TECALITLAN, JALISCO, (EL SUR).- A seguir dando
ejemplo de participación y solidaridad durante las actividades que cada uno
realiza durante todo el año, tal como se apreció en la celebración de la fiesta
que se organizó en Tecalitlán para rendirle culto a la Virgen de Guadalupe, fue
el llamado a la feligresía que se reunió al culminar el recorrido de carros
alegóricos.
Como es tradicional, luego del día de la
función, se integró el desfile de los carros alegóricos, donde destacó la
presencia y protección de la Virgen del Tepeyac, en cada una de las actividades
productivas que realiza la comunidad, dejando en claro que el pueblo está
siempre bajo su protección.
Durante el recorrido que comprendió las
principales calles de la localidad, se registró nutrida asistencia de la
comunidad y vecinos de otras poblaciones de la región que se dieron cita para
participar en el cierre de la celebración religiosa.

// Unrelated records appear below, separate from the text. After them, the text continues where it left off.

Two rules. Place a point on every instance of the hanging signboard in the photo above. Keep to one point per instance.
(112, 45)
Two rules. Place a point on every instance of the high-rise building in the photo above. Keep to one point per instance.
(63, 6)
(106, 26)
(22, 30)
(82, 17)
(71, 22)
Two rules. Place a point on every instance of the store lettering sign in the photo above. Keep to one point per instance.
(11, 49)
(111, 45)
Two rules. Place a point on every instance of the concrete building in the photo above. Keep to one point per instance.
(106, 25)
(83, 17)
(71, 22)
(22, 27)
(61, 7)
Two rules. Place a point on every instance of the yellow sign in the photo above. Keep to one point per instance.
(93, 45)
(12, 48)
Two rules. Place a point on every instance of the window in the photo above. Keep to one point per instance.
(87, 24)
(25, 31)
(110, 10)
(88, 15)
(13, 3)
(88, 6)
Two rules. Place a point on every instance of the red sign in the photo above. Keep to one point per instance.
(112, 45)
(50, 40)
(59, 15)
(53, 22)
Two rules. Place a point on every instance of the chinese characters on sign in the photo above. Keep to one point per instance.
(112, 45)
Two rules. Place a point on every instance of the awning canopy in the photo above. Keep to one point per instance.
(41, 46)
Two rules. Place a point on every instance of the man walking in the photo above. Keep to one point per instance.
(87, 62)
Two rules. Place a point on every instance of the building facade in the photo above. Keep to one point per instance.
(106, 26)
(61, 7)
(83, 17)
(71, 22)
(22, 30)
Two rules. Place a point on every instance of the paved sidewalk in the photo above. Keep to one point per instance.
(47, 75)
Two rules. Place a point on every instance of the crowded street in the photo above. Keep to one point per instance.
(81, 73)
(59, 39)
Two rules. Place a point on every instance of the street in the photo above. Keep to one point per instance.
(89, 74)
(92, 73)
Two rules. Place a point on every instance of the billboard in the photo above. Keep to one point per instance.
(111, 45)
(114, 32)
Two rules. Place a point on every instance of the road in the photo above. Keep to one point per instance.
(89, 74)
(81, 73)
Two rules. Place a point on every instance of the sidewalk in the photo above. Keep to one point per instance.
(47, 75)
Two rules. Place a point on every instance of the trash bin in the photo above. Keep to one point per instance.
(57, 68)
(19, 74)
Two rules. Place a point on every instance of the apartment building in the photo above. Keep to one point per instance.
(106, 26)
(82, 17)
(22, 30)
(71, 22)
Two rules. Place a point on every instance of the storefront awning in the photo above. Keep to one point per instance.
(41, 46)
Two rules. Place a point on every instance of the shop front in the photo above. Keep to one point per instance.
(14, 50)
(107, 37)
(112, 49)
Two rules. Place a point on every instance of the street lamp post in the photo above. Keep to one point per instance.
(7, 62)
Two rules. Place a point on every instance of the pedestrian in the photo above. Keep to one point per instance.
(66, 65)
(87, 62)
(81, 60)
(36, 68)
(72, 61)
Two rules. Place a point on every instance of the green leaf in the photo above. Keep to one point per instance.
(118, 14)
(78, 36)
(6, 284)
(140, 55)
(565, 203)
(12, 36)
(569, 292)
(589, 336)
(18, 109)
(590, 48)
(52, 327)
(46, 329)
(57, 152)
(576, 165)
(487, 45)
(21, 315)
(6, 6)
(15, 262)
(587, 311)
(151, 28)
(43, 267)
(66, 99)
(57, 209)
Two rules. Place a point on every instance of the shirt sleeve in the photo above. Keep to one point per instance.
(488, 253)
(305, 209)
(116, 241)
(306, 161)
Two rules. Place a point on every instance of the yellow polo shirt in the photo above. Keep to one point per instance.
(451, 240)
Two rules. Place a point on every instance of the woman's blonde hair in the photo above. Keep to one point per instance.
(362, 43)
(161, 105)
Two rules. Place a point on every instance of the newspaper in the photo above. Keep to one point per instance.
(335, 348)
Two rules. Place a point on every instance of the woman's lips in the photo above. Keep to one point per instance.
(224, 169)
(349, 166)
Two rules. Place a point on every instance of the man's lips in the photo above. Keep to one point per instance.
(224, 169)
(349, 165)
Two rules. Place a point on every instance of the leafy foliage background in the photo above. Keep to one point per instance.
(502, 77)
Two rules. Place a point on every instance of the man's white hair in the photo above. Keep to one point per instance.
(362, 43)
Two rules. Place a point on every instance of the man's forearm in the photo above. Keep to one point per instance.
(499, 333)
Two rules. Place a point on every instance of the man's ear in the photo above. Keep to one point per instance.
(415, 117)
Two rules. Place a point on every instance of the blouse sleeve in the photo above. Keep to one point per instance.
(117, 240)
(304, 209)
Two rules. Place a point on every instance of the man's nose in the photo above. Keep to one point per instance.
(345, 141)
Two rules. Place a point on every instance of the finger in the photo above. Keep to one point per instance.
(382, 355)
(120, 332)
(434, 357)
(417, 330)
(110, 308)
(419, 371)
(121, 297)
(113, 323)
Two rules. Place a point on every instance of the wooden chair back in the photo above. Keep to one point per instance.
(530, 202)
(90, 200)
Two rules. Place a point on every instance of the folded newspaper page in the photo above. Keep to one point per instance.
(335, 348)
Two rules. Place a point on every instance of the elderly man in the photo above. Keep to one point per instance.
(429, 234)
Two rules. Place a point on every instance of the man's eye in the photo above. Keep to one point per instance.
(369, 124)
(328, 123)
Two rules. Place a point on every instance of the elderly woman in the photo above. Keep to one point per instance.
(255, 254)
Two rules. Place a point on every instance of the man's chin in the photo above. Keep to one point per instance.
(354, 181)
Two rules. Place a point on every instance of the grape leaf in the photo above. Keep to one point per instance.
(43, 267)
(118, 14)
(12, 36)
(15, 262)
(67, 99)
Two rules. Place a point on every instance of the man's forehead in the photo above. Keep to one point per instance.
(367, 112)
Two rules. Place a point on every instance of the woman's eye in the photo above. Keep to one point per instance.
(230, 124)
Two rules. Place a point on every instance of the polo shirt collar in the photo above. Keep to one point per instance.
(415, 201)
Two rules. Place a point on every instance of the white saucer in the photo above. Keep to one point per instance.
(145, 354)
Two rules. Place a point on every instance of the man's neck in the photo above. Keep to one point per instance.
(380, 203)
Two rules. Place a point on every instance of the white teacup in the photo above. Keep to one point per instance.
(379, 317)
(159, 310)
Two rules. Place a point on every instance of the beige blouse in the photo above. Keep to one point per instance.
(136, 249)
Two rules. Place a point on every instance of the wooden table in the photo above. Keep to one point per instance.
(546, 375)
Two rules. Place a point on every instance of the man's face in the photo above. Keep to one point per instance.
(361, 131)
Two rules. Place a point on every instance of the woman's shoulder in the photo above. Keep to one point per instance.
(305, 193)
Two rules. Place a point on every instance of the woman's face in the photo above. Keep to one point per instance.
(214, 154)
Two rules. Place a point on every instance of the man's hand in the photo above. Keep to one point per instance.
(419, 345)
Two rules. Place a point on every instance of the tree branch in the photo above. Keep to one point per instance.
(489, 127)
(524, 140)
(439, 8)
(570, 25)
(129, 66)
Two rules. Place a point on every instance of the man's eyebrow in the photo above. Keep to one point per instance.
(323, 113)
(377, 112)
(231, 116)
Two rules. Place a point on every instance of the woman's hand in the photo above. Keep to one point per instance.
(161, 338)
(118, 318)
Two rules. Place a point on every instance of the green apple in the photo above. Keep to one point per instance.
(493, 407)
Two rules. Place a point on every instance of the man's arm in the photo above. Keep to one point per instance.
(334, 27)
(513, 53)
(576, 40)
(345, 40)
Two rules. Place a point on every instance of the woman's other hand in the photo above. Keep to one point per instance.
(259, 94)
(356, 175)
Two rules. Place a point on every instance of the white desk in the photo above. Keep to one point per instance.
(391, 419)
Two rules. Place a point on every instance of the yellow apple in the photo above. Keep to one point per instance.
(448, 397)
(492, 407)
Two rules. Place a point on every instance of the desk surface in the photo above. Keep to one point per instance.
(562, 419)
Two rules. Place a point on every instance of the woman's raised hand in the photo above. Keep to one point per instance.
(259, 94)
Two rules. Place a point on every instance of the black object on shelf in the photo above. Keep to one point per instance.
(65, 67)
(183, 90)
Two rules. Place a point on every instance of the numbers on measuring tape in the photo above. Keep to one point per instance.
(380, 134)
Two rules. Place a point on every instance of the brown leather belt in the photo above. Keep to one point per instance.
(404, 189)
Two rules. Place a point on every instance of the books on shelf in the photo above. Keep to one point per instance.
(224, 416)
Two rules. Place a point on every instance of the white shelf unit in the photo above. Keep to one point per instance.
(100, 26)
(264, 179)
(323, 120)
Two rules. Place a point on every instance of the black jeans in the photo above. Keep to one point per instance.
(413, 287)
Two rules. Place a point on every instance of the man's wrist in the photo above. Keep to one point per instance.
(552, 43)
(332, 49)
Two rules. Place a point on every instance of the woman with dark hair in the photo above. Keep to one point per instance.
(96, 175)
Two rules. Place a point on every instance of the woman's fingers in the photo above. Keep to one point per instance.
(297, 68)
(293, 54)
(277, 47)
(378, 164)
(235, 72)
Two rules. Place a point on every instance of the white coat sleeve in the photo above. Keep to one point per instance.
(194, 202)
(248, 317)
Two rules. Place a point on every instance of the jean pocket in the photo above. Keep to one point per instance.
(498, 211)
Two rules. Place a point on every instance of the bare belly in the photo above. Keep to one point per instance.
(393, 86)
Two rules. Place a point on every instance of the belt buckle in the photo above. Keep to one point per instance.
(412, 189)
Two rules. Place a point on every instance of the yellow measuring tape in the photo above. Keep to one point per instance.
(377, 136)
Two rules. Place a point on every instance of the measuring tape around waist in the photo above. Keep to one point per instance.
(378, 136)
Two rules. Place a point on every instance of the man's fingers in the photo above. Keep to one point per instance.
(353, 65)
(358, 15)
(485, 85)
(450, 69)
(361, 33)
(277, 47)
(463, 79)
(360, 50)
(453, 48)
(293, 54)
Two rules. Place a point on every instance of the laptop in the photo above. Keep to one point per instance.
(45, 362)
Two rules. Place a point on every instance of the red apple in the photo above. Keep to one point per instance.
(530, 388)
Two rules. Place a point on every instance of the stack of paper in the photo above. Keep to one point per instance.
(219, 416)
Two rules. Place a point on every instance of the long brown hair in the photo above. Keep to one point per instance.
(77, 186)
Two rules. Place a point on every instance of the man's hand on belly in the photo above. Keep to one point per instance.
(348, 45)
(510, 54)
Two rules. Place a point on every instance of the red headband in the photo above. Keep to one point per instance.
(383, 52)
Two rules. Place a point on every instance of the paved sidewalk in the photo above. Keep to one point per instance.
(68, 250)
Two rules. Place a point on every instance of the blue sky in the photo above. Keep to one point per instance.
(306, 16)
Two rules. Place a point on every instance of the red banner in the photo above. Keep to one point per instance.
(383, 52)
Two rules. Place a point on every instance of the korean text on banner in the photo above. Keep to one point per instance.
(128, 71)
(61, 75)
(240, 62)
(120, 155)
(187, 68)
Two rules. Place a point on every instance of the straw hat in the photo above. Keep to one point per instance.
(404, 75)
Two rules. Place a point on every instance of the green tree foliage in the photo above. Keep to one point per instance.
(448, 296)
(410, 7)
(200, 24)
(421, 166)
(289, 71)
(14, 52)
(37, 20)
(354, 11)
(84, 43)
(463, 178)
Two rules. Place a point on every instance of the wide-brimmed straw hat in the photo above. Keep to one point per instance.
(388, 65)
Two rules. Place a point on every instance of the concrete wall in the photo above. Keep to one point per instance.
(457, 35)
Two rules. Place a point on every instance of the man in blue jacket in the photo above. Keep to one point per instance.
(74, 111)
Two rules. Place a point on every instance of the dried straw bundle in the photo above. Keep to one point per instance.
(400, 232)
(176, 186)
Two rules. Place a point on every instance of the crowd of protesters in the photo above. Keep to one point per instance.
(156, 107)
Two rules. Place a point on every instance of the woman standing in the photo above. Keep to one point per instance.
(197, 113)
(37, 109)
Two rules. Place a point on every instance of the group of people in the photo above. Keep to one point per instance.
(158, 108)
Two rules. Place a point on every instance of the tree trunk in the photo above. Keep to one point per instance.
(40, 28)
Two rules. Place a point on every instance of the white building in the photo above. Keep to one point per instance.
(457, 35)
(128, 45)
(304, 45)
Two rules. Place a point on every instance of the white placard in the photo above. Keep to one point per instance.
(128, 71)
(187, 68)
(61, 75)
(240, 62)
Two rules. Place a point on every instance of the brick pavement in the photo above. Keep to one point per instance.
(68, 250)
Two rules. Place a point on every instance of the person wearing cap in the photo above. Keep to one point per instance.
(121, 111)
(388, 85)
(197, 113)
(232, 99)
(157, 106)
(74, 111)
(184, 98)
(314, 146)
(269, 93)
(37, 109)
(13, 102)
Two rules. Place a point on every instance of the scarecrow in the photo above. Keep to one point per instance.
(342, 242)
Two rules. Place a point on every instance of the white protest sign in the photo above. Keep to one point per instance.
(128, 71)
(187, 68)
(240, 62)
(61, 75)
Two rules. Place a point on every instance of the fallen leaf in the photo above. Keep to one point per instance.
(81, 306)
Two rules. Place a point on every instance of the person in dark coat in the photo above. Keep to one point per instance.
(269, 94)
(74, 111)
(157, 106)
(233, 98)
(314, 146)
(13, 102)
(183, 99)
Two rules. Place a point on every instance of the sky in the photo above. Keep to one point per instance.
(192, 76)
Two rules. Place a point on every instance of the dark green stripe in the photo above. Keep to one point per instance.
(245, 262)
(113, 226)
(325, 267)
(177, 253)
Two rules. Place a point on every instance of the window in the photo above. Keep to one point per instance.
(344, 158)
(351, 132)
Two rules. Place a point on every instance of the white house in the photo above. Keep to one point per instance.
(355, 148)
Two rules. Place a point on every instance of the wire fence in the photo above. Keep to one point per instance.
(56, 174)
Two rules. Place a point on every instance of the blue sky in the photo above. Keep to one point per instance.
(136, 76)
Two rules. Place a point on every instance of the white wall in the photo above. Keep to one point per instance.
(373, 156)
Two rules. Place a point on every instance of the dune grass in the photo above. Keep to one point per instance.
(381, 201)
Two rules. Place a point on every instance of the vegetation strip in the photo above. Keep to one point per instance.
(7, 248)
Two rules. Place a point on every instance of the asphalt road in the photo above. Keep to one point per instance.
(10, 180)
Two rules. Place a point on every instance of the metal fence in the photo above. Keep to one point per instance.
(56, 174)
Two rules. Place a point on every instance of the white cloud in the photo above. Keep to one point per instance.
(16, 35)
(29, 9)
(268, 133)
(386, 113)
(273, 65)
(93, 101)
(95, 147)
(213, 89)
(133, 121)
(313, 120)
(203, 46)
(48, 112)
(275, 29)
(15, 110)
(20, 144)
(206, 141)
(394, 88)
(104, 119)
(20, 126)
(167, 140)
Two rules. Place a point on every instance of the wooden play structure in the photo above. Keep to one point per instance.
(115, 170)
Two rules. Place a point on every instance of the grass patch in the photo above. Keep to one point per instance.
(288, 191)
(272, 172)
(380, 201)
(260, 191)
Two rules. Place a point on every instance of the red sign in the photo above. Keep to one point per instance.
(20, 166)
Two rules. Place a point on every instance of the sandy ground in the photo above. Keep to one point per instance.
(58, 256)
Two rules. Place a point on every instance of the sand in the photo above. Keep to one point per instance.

El trono con la imagen de la Virgen venerada
fue llevada en andas y a su paso recibía la ovación de la ciudadanía así como
cánticos y muestras de agradecimiento por las bendiciones brindadas al pueblo
que le rinde culto.
A su arribo al templo parroquial, la ovación
fue mayor y entre vivas y porras dio inicio la celebración eucarística del
cierre de la fiesta patronal que registró un lleno total.